Più nello specifico, i giudici si sono occupati della legittimità, a fronte della stipulazione di tale patto, di un
corrispettivo il quale appaia del tutto incongruo e comunque sproporzionato rispetto all’oggetto della
prestazione da adempiere.
Il patto di non concorrenza, disciplinato dall’art.
2125, è un accordo piuttosto restrittivo della libertà professionale del lavoratore, in quanto è finalizzato a contemperare due interessi antitetici: da una parte, quello del
datore di lavoro che desidera conservare intatto il proprio
patrimonio conoscitivo, c.d. know-how, il quale è stato nel tempo acquisito dal lavoratore; dall’altra, la legittima volontà del lavoratore di non subire un pregiudizio eccessivo della sua
libertà di ottenere una crescita professionale mediante l’impiego in un posto di lavoro che eserciti attività simili a quelle dell’azienda precedente.
L’articolo 2151 c.c. prevede, a proposito dei limiti di validità del patto di non concorrenza, che “Il patto con il quale si limita lo svolgimento dell’attività del
prestatore di lavoro, per il tempo successivo alla cessazione del contratto, è nullo se non risulta da atto scritto, se non è pattuito un corrispettivo a favore del prestatore di lavoro e se il vincolo non è contenuto entro determinati limiti di oggetto, di tempo e di luogo”.
Si comprende quindi come tale patto debba osservare, ai fini della tutela del lavoratore, tutta una serie di limiti di forma e di sostanza. Tra questi ultimi rientra, in particolare, la pattuizione di un corrispettivo a favore del lavoratore, che renda quindi questo accordo di carattere corrispettivo e sinallagmatico, senza generare eccessivi squilibri in capo all’uno o all’altro dei contraenti.
Il Tribunale, con la sentenza in oggetto, si è in particolare soffermato sulla natura e sull’entità del corrispettivo da erogare al lavoratore a fronte della richiesta di limitare la propria ascesa lavorativa e professionale al fine di tutelare gli interessi dell’
azienda da cui si separa.
Innanzitutto i giudici, conformandosi alla giurisprudenza prevalente, affermano come siano illegittime quelle clausole, quali le clausole d’opzione o di
recesso, che consentono al datore di lavoro di sottrarsi dall’accordo, senza quindi doversi ritenere obbligato alla corresponsione del corrispettivo inizialmente pattuito.
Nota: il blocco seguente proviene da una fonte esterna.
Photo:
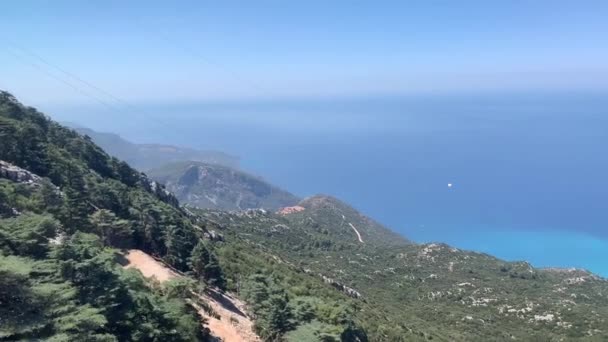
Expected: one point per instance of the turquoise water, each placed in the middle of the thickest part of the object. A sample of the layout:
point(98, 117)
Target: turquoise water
point(546, 248)
point(529, 172)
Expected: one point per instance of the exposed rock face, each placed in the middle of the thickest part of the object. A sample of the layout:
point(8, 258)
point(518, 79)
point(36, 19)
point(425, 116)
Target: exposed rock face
point(290, 210)
point(17, 174)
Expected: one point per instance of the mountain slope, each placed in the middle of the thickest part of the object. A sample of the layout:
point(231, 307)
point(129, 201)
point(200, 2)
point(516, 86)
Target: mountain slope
point(148, 156)
point(205, 185)
point(68, 211)
point(430, 291)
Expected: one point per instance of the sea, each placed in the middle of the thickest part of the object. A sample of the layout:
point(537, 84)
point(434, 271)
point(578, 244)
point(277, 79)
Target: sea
point(518, 176)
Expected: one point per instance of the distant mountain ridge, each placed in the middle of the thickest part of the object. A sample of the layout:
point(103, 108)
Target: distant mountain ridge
point(205, 185)
point(148, 156)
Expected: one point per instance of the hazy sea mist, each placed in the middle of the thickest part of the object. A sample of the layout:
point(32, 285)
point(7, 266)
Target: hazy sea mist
point(529, 172)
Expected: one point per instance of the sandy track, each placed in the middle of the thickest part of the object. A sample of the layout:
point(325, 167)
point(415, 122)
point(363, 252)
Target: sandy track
point(233, 326)
point(356, 231)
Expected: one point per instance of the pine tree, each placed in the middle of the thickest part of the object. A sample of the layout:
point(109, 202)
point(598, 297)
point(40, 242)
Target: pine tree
point(206, 267)
point(113, 231)
point(77, 205)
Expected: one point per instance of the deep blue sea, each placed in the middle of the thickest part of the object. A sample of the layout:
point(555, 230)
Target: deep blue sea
point(529, 173)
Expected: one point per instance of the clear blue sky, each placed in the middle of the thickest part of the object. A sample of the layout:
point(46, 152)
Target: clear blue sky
point(172, 51)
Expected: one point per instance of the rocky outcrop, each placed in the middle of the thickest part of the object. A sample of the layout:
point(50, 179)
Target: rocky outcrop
point(159, 190)
point(17, 174)
point(290, 210)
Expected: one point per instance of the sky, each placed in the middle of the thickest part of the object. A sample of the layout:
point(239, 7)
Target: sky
point(105, 52)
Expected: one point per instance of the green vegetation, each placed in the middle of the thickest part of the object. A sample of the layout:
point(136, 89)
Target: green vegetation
point(66, 211)
point(204, 185)
point(322, 272)
point(415, 292)
point(149, 156)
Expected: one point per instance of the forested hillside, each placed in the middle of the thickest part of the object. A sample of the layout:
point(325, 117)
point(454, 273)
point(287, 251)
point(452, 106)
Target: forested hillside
point(205, 185)
point(410, 291)
point(68, 211)
point(148, 156)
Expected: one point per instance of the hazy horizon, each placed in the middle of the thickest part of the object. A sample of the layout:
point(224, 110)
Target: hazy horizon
point(379, 103)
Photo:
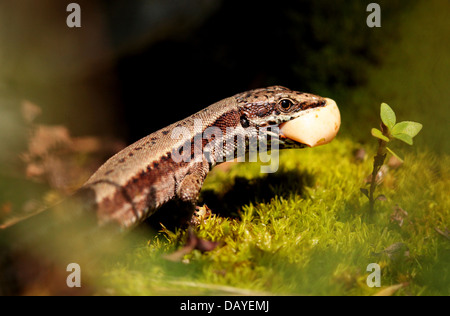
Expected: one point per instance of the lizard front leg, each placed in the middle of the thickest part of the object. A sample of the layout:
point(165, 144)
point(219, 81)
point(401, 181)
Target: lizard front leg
point(189, 189)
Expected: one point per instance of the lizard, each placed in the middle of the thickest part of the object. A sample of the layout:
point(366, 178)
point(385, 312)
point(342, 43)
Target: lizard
point(136, 182)
point(148, 175)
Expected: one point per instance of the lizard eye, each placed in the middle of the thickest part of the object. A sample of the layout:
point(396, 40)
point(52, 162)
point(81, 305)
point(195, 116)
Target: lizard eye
point(285, 105)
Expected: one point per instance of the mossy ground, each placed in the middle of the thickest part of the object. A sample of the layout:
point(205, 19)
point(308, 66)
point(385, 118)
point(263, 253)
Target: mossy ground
point(310, 237)
point(305, 230)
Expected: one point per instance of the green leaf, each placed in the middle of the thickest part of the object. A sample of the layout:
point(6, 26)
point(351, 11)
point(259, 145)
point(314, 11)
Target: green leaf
point(378, 134)
point(394, 154)
point(387, 116)
point(404, 138)
point(409, 128)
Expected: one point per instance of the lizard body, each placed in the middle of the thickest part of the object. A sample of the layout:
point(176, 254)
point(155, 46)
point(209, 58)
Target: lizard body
point(137, 181)
point(142, 178)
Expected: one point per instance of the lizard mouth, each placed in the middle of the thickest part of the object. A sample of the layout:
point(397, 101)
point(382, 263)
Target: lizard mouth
point(314, 127)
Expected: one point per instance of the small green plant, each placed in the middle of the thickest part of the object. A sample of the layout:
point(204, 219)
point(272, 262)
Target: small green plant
point(390, 130)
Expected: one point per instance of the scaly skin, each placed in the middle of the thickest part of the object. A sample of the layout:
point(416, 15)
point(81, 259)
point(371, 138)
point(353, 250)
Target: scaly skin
point(140, 179)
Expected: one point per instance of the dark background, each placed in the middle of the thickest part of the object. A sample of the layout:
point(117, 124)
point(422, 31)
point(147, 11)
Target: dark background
point(136, 66)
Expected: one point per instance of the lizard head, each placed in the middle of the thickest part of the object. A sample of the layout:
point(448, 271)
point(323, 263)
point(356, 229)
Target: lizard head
point(303, 119)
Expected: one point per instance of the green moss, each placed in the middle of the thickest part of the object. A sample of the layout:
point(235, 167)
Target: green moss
point(304, 230)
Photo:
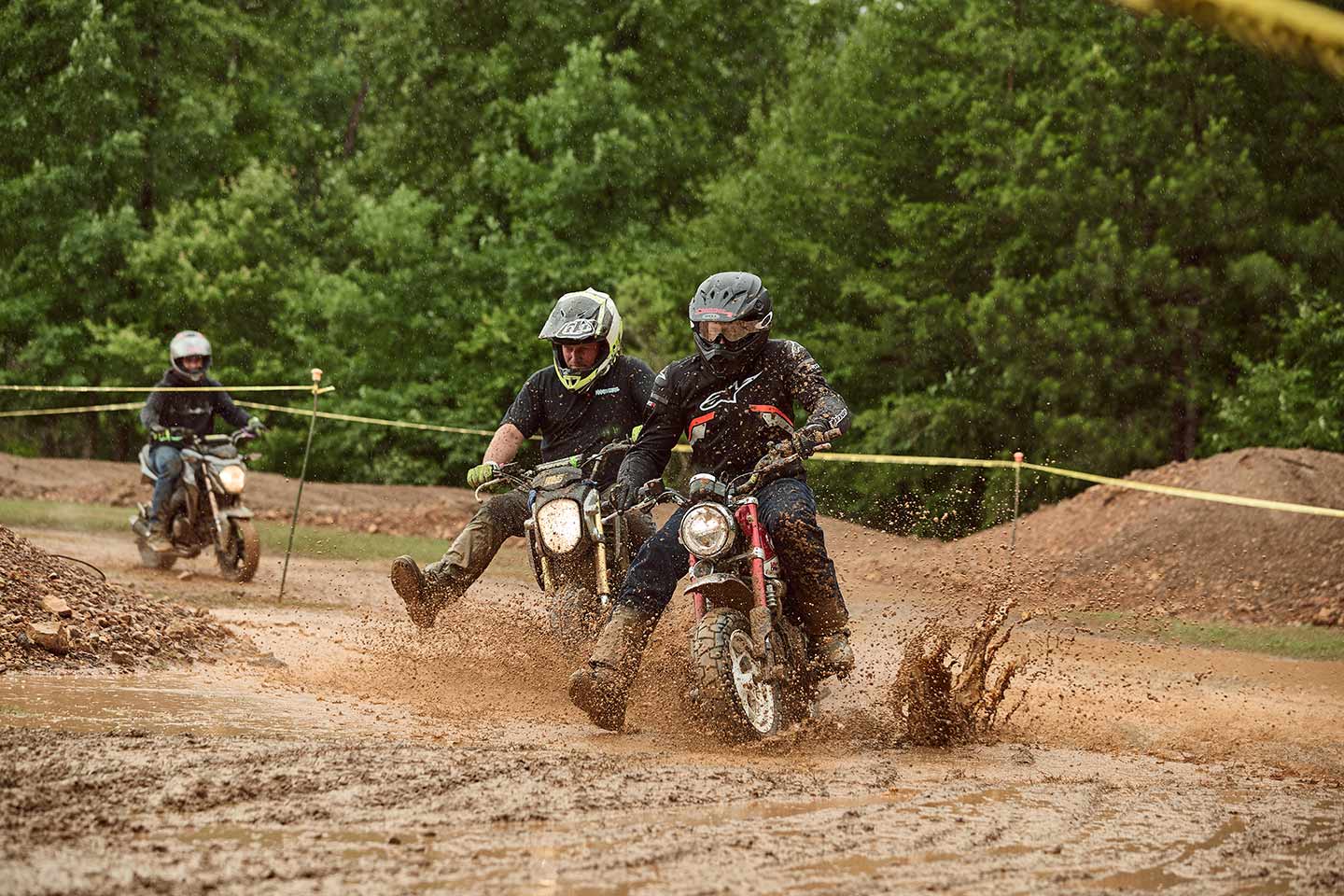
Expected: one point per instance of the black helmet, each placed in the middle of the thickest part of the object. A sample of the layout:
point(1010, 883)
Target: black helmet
point(187, 344)
point(583, 317)
point(730, 315)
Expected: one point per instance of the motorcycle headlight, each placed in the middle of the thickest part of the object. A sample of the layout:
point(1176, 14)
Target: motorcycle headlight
point(707, 529)
point(559, 525)
point(232, 479)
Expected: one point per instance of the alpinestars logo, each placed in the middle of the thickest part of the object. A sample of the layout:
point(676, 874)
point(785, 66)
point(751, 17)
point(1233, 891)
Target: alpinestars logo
point(729, 395)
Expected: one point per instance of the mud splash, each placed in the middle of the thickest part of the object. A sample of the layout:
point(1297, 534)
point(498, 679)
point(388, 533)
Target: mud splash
point(946, 700)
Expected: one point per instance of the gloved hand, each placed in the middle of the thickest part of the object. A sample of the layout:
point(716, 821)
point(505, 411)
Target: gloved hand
point(482, 473)
point(806, 440)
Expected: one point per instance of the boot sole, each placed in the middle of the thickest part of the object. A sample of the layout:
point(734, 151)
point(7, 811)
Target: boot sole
point(583, 692)
point(406, 581)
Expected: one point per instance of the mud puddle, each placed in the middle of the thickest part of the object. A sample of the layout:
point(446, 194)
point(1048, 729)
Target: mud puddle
point(167, 703)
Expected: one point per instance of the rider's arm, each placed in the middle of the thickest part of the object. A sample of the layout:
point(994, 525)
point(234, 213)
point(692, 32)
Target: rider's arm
point(153, 407)
point(811, 390)
point(234, 415)
point(662, 430)
point(504, 445)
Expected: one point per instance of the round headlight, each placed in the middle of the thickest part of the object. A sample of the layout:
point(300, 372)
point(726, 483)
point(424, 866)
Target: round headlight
point(232, 477)
point(707, 529)
point(559, 525)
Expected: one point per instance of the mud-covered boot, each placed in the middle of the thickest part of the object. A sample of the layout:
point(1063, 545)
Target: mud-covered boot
point(833, 654)
point(601, 687)
point(422, 592)
point(158, 538)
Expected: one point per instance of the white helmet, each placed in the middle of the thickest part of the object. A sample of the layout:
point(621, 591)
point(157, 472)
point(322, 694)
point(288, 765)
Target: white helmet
point(189, 344)
point(583, 317)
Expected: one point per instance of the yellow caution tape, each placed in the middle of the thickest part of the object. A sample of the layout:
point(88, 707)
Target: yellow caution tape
point(167, 388)
point(376, 421)
point(831, 457)
point(1086, 477)
point(1294, 28)
point(40, 412)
In secondo luogo, non è stata ritenuta legittima nemmeno la configurazione di un compenso per il lavoratore di carattere
meramente simbolico oppure iniquo, incongruo o comunque inadeguato rispetto all’oggetto dell’accordo. Senza poter fare affidamento su indici certi di carattere normativo, la giurisprudenza ha da tempo stabilito che un corrispettivo congruo debba assestarsi, generalmente, tra il 15% e il 35% della
retribuzione.
Infine, i giudici hanno stabilito come non possa apparire legittimo un corrispettivo indeterminato, ovvero non stabilito fin dall’inizio nel suo preciso ammontare, ma erogato in costanza del rapporto di lavoro, a mo’ di corrispettivo mensile. Tale pattuizione contrasterebbe con l’art. 2125 c.c. poiché, nel momento della conclusione del patto, l'ammontare del corrispettivo risulterebbe del tutto imprevedibile, poiché correlato ad una circostanza di fatto incerta: la durata del rapporto di lavoro.